Me quedé congelada en el sitio. Él también lo hizo durante un instante, luego reaccionó y reemplazó la expresión de sorpresa por otra de determinación. Se acercó hasta los restos esparcidos por el suelo y se puso de cuclillas para examinarlos, luego empezó a hacer sortilegios no verbales con la varita, concentrado, para sacar lo que había quedado debajo del bloque y restaurar un poco el resto.

Yo me quede callada simplemente mirando horrorizada, ¡Había roto el reloj de puntos! ¡Justo antes de Navidad! Iba… ¡Todo el mundo iba a odiarme! ¿Y si por eso no se podía celebrar la copa de casas? ¿Podían expulsarme de la escuela por eso? ¿Qué iba a hacer si me expulsaban? Y todo porque era idiota y estaba estúpidamente encaprichada de Dumbledore y…

―Esto es todo lo que yo puedo hacer ahora, habrá que llevarlo a Hogsmeade ―afirmó incorporándose y sacándome de mis pensamientos, luego me miró. ―¡Hey! ¡Vamos!
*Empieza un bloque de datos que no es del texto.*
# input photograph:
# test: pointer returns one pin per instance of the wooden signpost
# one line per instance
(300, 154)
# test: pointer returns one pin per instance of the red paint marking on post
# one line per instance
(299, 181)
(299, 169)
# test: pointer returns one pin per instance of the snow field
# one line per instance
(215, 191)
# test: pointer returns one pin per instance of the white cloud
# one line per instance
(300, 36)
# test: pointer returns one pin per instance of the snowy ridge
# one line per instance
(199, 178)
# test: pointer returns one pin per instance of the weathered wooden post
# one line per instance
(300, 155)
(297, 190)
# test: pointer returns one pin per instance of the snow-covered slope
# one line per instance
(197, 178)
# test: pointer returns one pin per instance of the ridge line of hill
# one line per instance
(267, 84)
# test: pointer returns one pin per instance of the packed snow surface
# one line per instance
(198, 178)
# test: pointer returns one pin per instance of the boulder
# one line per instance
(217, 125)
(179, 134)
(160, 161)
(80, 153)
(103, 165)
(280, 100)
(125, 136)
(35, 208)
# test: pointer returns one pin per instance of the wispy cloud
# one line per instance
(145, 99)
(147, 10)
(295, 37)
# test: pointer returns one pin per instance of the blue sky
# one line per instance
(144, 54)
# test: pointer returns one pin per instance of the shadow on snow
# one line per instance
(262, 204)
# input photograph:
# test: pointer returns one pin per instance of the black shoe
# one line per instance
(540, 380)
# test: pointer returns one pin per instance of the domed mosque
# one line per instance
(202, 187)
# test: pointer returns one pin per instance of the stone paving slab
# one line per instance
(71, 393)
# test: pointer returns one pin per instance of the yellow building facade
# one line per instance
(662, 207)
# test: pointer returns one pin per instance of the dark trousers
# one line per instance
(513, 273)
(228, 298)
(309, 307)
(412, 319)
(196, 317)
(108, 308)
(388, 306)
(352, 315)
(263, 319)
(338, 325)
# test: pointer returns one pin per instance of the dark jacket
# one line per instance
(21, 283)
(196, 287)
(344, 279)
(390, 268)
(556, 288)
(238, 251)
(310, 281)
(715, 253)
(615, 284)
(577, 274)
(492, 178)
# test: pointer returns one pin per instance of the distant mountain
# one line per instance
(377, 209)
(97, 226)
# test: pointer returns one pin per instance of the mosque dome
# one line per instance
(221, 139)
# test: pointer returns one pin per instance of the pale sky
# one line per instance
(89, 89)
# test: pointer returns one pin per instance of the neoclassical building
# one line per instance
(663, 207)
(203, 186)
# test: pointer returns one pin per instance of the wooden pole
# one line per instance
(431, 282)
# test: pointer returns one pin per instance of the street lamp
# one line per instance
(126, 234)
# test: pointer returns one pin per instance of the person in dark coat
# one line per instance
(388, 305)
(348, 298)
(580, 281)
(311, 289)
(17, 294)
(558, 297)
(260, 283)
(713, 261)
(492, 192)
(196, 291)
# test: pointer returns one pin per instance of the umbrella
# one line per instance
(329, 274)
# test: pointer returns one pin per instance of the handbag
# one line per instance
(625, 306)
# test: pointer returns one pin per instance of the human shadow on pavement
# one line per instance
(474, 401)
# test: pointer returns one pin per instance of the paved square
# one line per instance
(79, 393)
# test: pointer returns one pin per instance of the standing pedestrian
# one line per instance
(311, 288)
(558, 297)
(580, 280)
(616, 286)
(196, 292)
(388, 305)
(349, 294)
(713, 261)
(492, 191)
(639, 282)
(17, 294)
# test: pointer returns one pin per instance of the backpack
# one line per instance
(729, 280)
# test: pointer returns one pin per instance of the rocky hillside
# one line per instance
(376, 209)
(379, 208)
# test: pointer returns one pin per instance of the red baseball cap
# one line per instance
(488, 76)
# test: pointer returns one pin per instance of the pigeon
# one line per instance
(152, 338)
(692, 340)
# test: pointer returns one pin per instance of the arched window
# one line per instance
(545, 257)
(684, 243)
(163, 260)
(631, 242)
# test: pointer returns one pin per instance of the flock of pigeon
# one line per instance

Pero no llores, que no pasa nada. ¡Si ha sido mi culpa! ―dijo abrazándome por los hombros y estrechándome contra si para reconfortarme, yo me tense un poco y me limpié los ojos. ―Ya está casi arreglado y sé cómo hacerlo, pero yo solo no puedo componerlo lo bastante rápido, así que vamos a llevarlo a Dervish y Banges y seguro que para la hora de la cena ya está todo solucionado. ¿Vale? ―me sonrió, yo me sentí un poco mejor.